JAKARTA, KOMPAS.com - Publikasi peneliti Indonesia di jurnal ilmiah internasional dikatakan minim, tapi kecolongan publikasi juga banyak.
Kasus terakhir, peneliti Lembaga Ilmu Pengetahuan Indonesia (LIPI) terlibat dalam kerja sama penemuan spesies baru tawon Megalara garuda. Namun, publikasi di jurnal internasional cuma menyertakan nama peneliti asing.
Menanggapi hal tersebut, Jonatan Lassa Ph.D., ilmuwan Indonesia yang kini di Institute of Catastrophe and Risk Management (ICRM) Nanyang Technological University, Singapura, menegaskan pentingnya peran pemerintah untuk mendukung penelitian dan publikasi ilmiah.
Lassa mengatakan, pemerintah wajib membangun pusat-pusat riset unggulan untuk tiap kajian ilmu yang bisa diakses semua ilmuwan Indonesia sehingga peneliti bisa memproduksi pengetahuan di negaranya sendiri.
"Bila tidak, maka kita harus tetap memakai skenario B, yakni bergantung pada kemurahan hati ilmuwan luar dalam memasukan nama kita sebagai co-author," ungkap Lassa lewat surat elektronik, Sabtu (7/4/2012).
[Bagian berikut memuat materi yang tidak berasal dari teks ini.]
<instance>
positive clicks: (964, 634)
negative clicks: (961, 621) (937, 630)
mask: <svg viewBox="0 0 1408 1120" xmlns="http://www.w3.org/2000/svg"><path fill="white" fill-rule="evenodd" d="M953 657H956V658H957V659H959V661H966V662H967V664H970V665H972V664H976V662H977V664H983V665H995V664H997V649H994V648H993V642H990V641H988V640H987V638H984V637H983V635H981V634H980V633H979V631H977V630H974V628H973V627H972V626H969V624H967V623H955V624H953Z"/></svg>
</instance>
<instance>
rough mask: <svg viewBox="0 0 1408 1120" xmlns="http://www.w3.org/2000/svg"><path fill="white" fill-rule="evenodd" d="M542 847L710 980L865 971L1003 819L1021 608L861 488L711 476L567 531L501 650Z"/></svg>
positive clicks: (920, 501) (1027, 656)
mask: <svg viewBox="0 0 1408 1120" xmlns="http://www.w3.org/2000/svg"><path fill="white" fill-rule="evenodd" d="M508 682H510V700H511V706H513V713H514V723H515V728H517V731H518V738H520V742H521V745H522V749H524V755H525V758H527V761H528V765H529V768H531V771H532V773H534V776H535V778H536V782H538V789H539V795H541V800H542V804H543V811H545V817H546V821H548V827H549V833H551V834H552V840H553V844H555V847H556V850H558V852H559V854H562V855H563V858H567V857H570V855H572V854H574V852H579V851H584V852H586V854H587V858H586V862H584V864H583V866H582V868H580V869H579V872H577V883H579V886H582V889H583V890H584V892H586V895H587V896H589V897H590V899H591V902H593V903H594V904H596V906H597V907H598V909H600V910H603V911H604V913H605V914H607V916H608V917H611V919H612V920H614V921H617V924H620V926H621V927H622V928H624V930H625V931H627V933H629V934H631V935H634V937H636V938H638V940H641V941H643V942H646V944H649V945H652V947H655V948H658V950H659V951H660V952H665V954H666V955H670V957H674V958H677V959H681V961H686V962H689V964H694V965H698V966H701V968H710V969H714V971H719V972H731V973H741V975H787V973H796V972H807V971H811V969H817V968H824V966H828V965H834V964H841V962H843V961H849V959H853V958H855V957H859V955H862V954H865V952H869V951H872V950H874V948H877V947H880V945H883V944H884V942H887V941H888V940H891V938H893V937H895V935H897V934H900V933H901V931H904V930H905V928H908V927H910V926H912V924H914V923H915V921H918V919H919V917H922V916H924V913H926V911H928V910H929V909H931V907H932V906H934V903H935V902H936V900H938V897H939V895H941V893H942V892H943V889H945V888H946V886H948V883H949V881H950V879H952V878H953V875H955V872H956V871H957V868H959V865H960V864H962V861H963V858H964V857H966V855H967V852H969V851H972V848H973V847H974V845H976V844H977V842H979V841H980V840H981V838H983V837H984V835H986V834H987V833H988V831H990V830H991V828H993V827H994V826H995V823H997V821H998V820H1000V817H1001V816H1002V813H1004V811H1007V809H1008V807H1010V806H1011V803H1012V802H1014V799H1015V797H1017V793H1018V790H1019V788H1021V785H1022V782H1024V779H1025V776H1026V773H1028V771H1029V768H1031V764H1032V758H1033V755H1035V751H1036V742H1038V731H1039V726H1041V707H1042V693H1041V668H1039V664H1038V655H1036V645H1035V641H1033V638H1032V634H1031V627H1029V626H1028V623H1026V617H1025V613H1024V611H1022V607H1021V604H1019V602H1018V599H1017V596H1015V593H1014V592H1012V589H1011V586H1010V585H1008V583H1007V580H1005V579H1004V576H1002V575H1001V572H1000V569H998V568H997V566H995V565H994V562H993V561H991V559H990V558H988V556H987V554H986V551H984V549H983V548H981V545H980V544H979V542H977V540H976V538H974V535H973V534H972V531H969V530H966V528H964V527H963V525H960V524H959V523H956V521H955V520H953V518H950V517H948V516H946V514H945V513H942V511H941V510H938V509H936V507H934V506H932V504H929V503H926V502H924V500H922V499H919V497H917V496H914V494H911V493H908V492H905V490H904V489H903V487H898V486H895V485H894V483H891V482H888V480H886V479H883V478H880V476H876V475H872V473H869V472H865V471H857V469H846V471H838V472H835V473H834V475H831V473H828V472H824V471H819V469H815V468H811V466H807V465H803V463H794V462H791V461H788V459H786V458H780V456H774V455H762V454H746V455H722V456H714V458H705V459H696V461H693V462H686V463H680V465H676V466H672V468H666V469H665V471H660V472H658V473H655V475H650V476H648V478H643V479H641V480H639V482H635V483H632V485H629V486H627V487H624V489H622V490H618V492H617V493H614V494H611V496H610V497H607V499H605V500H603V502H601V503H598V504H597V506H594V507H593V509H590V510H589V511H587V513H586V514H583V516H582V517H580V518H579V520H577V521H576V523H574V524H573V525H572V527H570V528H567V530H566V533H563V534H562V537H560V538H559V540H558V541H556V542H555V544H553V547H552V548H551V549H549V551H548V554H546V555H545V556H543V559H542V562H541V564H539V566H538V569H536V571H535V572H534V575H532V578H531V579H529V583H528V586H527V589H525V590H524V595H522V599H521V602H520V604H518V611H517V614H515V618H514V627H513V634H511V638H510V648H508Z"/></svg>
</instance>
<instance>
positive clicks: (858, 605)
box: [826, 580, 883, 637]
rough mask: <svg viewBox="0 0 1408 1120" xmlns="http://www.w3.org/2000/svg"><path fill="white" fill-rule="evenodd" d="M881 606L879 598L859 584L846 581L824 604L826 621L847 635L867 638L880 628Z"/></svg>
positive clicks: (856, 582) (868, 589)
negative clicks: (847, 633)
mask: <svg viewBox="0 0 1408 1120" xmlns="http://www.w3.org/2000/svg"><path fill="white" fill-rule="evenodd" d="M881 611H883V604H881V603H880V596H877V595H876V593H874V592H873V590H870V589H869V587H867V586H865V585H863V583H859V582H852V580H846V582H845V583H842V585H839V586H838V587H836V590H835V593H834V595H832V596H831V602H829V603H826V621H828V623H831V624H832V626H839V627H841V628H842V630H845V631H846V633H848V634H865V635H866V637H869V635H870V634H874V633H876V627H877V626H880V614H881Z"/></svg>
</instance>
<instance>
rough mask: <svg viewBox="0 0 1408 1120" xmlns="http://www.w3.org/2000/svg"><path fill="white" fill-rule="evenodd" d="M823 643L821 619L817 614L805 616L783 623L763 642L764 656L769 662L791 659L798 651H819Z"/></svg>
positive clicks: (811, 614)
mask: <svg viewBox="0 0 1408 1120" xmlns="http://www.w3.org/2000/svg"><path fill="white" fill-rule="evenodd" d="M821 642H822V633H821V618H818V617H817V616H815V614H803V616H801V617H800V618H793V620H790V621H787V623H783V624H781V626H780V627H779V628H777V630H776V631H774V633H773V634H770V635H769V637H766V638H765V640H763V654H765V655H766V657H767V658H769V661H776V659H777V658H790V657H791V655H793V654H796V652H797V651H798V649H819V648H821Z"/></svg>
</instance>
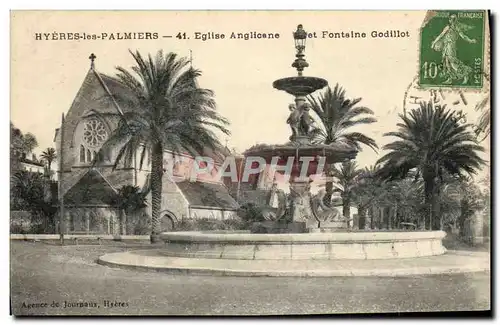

Pusat riset unggulan sebenarnya sudah dimiliki Indonesia, misalnya LIPI dan Badan Pengkajian dan Penerapan Teknologi (BPPT). Sayangnya, dukungan pendanaan bagi lembaga penelitian masih minim kegiatan penelitian dan publikasi sulit dilakukan secara mandiri.
Selain pembangunan pusat riset unggulan, Lassa menuturkan bahwa peneliti Indonesia juga harus bisa membuktikan bahwa dirinya layak masuk sebagai co-author, bukan hanya karena terlibat dalam pengumpul sampel atau data lapangan, tetapi juga mampu terlibat menginterpretasikan data-data.
"Alasannya, kita tidak sekedar bergantung pada kekayaan alam kita, tetapi juga pada kekayaan intelektual kita yang tentunya perlu dibangun secara serius. Apa yang bisa dilakukan?" papar Lassa yang lulusan University of Bonn, Jerman.